Je vais vous laisser la nuit pour y réfléchir, d'accord ?

Si vous avez le courage de simplement venir nous parler, alors peut-être que grâce à vous, nous pourrons sauver vos amies.

... Il est en train de me dire que Rika et Satoko ne seront pas les seules victimes.

Ôishi

— Je sais que vous le savez, mais tous les soirs depuis la fête, il se passe quelque chose.

Jusqu'à présent, la malédiction, c'était seulement une fois par an, mais là c'est tous les jours.

Ôishi

C'est bon pour les affaires.

Keiichi

— Je ne sais pas si c'est approprié comme description.

Ôishi

— Pensez-y : avant-hier une victime,

hier une autre victime,

ce soir encore une autre.

Rien ne nous dit qu'il n'y aura pas une autre victime demain.

Ôishi

C'est mon travail d'empêcher ces choses d'arriver, mais je n'y arriverai pas sans votre aide.

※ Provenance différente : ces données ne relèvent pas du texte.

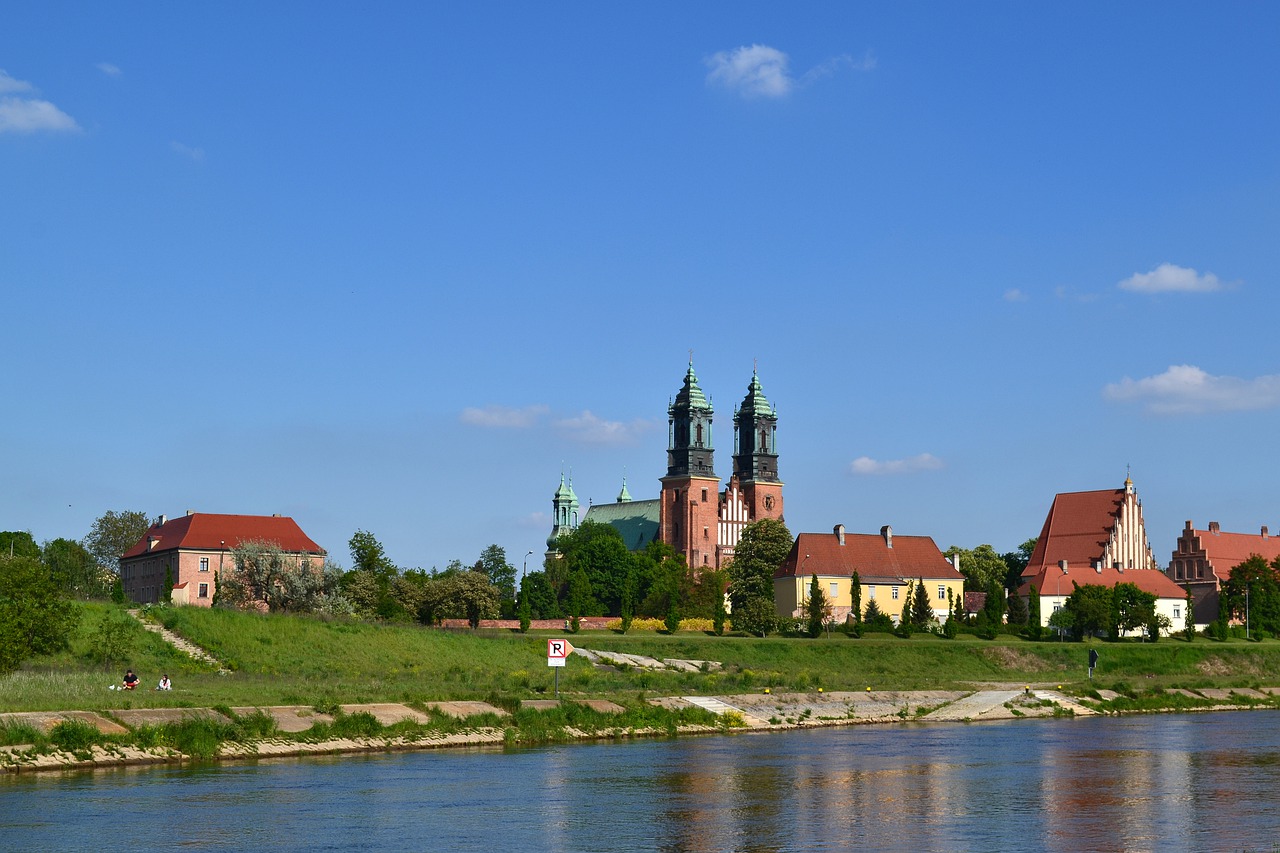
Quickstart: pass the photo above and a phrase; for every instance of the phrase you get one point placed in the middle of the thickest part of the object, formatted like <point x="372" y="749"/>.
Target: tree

Je jetai un coup d'œil par la porte de la voiture et constatai qu'à ma grande surprise, nous étions devant l'entrée principale, chez moi.

Il connaît mon nom et mon adresse... je n'aime pas ça, mais là, je suis crevé.

J'ai autre chose à penser.

Ôishi

— Bah, je suppose que vous êtes fatigué.

Il est déjà 3h du matin, après tout.

Allez, passez une bonne nuit.

Keiichi

— Merci.

Bonne nuit à vous aussi.

Lorsque je fus descendu du break, Ôishi revint à la charge encore une dernière fois.

Ôishi

— Tant que vous ne m'aurez pas parlé, je viendrai tous les jours !

L'époque des interrogatoires musclés est dépassée...

Je ne sus pas quoi lui répondre, mais le claquement de la porte eut l'air de lui transmettre un message.

Il appuya légèrement sur le klaxon puis démarra et repartit dans la nuit...

Sans lui prêter plus attention, je me dirigeai vers l'entrée.

La porte était fermée à clef, mais la chaîne n'était pas en place.

J'ouvris la porte, me déchaussai dans le vestibule.

Puis me dirigeai vers les escaliers.

... Mes souvenirs de cette nuit-là s'arrêtent ici.